Secara konseptual apa itu politik, merujuk pada tulisan F. Bailey judulnya Strategems and Spoils (buku klasik dalam kajian antropologi politik). Tulisannya menunjukkan kepada kita kalau kita melihat politik sebagai sebuah sistem maka dia akan dibangun berdasarkan seperangkat unsur-unsur yang satu sama lain terkait secra fungsional/ saling melengkapi. Unsur-unsur pembentuk sebuah sistem politik, jadi ada fields (battle konflik/ kepentingan-kepentingan yang harus diperjuangkan) selain field ada arena (tingkatan apakah politik itu berlangsung dalam arena nasional, lokalatau dalam arena politik tingkat lokal). Kemudian juga ada power, legitimasi, pendukung, misi dan segala macam.

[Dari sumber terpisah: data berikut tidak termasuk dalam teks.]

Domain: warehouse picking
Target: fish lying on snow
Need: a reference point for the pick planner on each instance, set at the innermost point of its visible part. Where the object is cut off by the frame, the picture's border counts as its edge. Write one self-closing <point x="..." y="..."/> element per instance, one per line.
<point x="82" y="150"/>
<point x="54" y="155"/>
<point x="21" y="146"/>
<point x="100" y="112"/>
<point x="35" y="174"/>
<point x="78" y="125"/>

Ada orang namaya Hans Dieter Evers, beliau melihat bahwa sistem politik ini merupakan wadah dimana batas-batas suku bangsa itu menjadi kendur/ melemah, jadi suku bangsa yang beraneka ragam di Negara kita ini melalui sistem politik yang berkembang dikategorikan sebagai pendukung dan elite politik, ada dua kategori saja yang mengintegrasikan keberagaman suku bangsa. Menurutnya di Negara dunia ketiga khususnya di Indonesia para pendukung politik itu sering dikategorikan sebagai massa apung (mengambang-ngambang istilahnya). Apa itu massa apung, ada beberapa indikator untuk melihat kelompok ini, jadi melalui konsep massa apung ini dia menunjukkan bahwa jarak antara elite politik dan pendukungnya itu sangat jauh (jarak sosial dan ekonominya) sehingga massa apung ini punya perilaku politik yang khas yang kata Hans Dieter Evers salah satunya sebenarnya mereka tidak mempunyai orientasi politik sendiri, mereka mengikuti orientasi politik yang dibentuk oleh elite politik yang kita dukung (salah satu indikatornya). Oleh karena itu tidak heran kita dalam proses politik itu para pendukung suka berpindah-pindah partai (yang dapat kaos, dapat uang 50 ribu, tempat yang dapat lebih banyak itu yang dipilih) tidak ada ideologi yang kuat pada mereka untuk memilih dan memang mereka ini berada pada struktur sosial yang paling bawah dalam piramida masyarakat kita. Dan kharakteristik lainnya bahwa masyarakat suku bangsa yang heterogen itu oleh karena mereka merubah identitasnya menjadi massa apung itu mereka cenderung tergolong menjadi homogen (dalam arti adalah pendukung salah satu partai politik tertentu). Konsep massa apung ini terkait dengan salah satu unsur penting dalam sistem politik yang disebut sebagai supporting/ pendukung/ elemen pendukung. Meskipun fenomena ini ditemukan sekitar tahun 1978 sampai sekarang masih kelihatan warna dan hiruk pikuknya terutama dalam proses politik itu. Perjuangan yang Nampak adalah perjuangan ganti-ganti baju oleh kelompok yang namanya massa apung, ini kharakteristik pendukung partai-partai politik yg bertarung memperjuangkan misi mereka.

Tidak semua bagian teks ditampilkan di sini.